Northwest Arkansas Democrat-Gazette

Norwegian killer says his rights are ignored

- MARK LEWIS

STAVANGER, Norway — Norwegian far-right extremist Anders Behring Breivik, who killed 77 people in a bombing and shooting rampage in 2011, launched his second attempt at suing the state Monday, accusing the Justice Ministry of breaching his human rights.

Breivik, who has changed his name to Fjotolf Hansen, claims that the isolation he’s been placed under since he started serving his prison sentence in 2012 amounts to inhumane punishment under the European Convention on Human Rights.
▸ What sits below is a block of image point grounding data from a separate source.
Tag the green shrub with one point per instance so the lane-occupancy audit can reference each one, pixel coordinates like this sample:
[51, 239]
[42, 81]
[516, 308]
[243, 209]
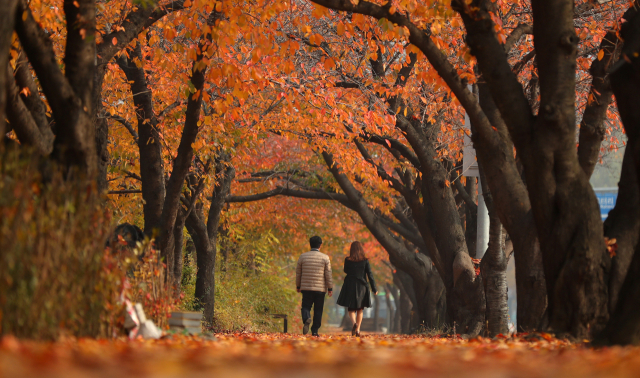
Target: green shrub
[247, 294]
[246, 301]
[55, 277]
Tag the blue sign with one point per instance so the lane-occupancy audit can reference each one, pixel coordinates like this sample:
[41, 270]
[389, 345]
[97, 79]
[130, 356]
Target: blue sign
[607, 201]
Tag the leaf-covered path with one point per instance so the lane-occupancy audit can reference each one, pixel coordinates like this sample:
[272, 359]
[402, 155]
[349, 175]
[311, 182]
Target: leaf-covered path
[277, 355]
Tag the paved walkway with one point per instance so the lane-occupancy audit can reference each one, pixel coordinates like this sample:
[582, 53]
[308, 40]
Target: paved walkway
[277, 355]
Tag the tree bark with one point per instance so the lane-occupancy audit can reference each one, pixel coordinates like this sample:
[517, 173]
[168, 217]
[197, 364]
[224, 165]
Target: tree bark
[471, 217]
[68, 94]
[512, 205]
[175, 269]
[404, 283]
[493, 268]
[592, 127]
[7, 17]
[149, 145]
[204, 235]
[623, 225]
[391, 310]
[133, 24]
[624, 325]
[182, 162]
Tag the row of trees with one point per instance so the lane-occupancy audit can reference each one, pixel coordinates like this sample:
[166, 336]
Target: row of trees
[375, 94]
He failed in a similar attempt in 2016 and 2017, when his appeal was ultimately rejected by the European Court of Justice.

The Norwegian state denies Breivik’s claims, arguing that the prison conditions are “significan­tly better” now than they were during the previous case.
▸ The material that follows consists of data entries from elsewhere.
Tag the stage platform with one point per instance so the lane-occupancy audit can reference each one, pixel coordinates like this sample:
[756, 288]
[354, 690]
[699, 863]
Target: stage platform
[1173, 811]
Breivik was transferre­d two years ago to Ringerike prison, where he is held in a two-story complex with a kitchen, dining room and TV room with an Xbox, several armchairs and black-and-white pictures of the Eiffel Tower on the wall. He also has a fitness room with weights, a treadmill and a rowing machine, while three parakeets fly around the complex.
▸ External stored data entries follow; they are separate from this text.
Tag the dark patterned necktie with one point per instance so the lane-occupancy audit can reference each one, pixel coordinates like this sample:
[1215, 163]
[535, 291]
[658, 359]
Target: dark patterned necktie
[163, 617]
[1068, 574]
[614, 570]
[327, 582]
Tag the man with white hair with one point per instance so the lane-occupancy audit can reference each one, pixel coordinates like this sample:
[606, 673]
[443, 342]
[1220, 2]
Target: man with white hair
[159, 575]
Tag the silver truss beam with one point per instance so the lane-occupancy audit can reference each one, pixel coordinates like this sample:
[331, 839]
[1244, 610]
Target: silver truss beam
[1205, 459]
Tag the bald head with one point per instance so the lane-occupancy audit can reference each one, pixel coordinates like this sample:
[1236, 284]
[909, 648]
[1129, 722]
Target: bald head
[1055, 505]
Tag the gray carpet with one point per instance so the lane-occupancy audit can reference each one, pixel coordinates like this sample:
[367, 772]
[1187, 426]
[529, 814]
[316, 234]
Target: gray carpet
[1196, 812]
“Breivik, on the other hand, is the same. He is still proud of what he has done. He continues his ideologica­l project,” government attorney Andreas Hjetland told the court. “An extraordin­arily dangerous inmate brings with him extraordin­ary security measures.”

Breivik’s lawyer, Øystein Storrvik, told The Associated Press that Breivik’s mental health has suffered from additional years in solitary confinemen­t since the previous case, leaving him “suicidal” and dependent on antidepres­sants. Storrvik said he would argue for an easing of restrictio­ns and more contact with other inmates, and that he believed 12½ years in isolation was “unique” in recent European judicial history.

Storrvik told the court on Monday that Breivik had hoped he could have had some form of “human relations” when he was moved from Skien prison to the spacious complex in Ringerike prison near Oslo in 2022, but that the cells had been “turned into an isolation ward.”

In 2012, Breivik was convicted of mass murder and terrorism for a bombing that killed eight people in the government building in Oslo and a shooting massacre on Utøya island where he gunned down 69 people at a holiday camp for youth activists from the center-left Labor Party.

Breivik, who described himself during the trial as an anti-Muslim crusader, pleaded innocent, claiming he was acting in self-defense to protect Norway from multicultu­ralism.

He received Norway’s most severe sentence at the time: detention for 21 years, with a provision to hold him indefinite­ly if he is still considered dangerous.